Mitral valve prolapse (MVP) is a disorder in which the valve cusps bulge into the left atrium when the left ventricle contracts, sometimes allowing leakage (regurgitation) of blood into the atrium.
About 1 to 3% of people have mitral valve prolapse. The cause is usually redundancy of the valve tissue due to a hereditary weakness in the tissue of the valve (myxomatous degeneration). It causes serious heart problems only if the regurgitation becomes severe, infection of the valve occurs, or weak tissue ruptures.
Symptoms and Diagnosis
Most people with mitral valve prolapse have no symptoms. Others have symptoms that are difficult to explain on the basis of the mechanical problem alone. These symptoms include chest pain, a rapid pulse, palpitations (awareness of heartbeats), migraine headaches, fatigue, and dizziness. In some people, blood pressure may fall below normal when they stand up (a disorder called orthostatic hypotension).

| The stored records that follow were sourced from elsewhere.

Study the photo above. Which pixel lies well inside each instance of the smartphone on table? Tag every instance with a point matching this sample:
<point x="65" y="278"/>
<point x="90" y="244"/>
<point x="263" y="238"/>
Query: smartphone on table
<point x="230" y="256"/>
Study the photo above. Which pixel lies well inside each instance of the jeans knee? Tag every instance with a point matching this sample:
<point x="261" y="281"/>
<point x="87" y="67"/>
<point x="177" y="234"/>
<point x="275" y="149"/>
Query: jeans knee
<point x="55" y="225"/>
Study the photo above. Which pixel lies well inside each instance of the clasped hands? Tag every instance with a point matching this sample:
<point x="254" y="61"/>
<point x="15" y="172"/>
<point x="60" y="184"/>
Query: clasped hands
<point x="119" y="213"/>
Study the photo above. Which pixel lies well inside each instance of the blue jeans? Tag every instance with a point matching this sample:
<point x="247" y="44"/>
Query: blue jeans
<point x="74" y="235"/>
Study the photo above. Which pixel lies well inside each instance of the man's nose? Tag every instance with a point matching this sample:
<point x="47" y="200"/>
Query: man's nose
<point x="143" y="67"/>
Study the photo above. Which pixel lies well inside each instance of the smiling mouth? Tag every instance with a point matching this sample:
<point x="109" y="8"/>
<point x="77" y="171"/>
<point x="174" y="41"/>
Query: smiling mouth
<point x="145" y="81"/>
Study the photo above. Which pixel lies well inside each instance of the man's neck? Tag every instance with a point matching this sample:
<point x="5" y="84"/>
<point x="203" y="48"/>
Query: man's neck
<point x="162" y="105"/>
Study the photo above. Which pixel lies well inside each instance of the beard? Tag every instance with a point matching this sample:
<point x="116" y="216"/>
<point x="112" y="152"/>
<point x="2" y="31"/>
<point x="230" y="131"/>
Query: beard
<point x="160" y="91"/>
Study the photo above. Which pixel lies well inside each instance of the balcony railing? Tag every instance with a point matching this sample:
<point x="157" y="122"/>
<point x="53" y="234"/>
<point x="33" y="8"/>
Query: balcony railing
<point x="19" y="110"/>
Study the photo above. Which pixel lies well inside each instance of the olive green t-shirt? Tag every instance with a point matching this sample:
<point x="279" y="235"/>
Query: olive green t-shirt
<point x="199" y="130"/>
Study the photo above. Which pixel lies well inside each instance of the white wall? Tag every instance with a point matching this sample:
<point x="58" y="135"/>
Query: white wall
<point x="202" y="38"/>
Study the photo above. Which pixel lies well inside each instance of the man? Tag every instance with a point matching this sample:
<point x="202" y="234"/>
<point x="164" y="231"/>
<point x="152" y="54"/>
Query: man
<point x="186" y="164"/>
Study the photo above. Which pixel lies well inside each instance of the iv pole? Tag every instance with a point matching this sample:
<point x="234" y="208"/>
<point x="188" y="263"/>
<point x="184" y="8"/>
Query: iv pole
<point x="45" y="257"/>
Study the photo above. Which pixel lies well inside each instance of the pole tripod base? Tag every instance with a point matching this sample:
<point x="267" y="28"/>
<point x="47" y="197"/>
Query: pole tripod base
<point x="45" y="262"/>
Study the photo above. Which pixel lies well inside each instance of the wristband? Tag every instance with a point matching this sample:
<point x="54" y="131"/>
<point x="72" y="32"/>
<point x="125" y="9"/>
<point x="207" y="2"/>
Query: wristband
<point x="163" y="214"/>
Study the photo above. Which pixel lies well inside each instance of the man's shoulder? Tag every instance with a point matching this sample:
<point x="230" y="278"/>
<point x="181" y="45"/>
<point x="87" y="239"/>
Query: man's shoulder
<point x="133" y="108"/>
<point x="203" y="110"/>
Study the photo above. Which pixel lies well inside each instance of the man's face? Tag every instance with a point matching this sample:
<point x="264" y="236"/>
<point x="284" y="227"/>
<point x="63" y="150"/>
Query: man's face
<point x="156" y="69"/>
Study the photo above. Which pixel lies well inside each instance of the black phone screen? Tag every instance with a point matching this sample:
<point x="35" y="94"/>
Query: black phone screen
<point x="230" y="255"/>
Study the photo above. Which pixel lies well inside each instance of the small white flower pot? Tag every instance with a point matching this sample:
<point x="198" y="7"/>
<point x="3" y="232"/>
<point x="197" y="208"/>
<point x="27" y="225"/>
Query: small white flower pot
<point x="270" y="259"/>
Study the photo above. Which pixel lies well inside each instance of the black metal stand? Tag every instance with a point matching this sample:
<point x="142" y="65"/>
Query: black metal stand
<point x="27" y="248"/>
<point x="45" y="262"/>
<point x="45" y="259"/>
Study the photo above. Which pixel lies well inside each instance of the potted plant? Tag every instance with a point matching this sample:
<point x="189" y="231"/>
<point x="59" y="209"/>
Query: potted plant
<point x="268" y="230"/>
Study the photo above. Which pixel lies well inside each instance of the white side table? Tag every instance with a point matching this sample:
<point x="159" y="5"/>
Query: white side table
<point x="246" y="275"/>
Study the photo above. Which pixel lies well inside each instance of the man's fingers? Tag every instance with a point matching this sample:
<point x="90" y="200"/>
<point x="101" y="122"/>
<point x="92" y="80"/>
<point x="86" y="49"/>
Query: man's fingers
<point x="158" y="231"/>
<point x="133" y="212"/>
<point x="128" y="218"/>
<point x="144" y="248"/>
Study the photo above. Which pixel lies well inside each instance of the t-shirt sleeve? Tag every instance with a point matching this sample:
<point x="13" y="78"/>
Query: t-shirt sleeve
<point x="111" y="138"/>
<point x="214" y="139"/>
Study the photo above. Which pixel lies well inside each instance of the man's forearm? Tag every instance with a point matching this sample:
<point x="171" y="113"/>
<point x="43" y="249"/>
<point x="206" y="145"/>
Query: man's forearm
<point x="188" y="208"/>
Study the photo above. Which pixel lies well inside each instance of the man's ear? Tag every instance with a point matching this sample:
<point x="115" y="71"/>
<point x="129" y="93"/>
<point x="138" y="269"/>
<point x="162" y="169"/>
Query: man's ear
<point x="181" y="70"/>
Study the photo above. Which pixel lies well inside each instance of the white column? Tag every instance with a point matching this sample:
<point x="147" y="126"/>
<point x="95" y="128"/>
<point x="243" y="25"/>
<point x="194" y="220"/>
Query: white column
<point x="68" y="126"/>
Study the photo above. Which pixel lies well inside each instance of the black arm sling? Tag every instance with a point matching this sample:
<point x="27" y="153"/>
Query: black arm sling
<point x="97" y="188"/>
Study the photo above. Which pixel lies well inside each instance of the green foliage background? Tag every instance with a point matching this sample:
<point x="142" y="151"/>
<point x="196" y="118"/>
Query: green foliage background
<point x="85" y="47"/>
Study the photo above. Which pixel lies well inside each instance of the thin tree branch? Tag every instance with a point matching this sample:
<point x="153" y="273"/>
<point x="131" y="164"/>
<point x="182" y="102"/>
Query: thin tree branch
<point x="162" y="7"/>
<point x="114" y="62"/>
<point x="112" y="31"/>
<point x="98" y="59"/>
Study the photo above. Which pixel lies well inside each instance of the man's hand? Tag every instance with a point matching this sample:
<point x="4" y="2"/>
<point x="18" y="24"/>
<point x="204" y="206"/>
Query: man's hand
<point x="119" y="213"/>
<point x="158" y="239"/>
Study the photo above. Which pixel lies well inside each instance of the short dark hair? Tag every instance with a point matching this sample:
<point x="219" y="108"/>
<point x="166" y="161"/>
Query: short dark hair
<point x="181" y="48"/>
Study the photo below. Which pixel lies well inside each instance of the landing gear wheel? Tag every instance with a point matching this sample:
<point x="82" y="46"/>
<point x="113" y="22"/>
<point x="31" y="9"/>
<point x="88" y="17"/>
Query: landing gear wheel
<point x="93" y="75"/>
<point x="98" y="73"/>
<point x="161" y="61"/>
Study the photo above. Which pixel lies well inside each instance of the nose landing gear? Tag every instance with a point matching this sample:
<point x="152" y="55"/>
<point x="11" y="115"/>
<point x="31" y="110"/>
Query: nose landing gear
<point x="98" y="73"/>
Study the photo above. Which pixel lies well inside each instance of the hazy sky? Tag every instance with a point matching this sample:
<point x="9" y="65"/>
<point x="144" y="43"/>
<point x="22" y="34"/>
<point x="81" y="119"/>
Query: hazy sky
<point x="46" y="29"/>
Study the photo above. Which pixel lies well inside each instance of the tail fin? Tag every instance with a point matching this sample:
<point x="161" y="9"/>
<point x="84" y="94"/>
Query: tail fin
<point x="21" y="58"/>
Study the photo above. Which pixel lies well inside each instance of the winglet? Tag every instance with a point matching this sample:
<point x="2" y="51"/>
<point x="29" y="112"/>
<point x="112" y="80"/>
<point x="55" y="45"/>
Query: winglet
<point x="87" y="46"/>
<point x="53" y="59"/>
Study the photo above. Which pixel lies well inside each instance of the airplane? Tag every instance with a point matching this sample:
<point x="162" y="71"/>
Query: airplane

Doctors diagnose mitral valve prolapse after hearing the characteristic clicking sound through a stethoscope. Regurgitation is diagnosed if a murmur is heard when the left ventricle contracts. Echocardiography (see Diagnosis of Heart and Blood Vessel Disorders: Echocardiography and Other Ultrasound Procedures) enables doctors to view the prolapse and determine the severity of regurgitation if present.
Most people with mitral valve prolapse do not need treatment. If the heart is beating too fast, a beta-blocker may be taken to slow the heart rate and to reduce palpitations and other symptoms.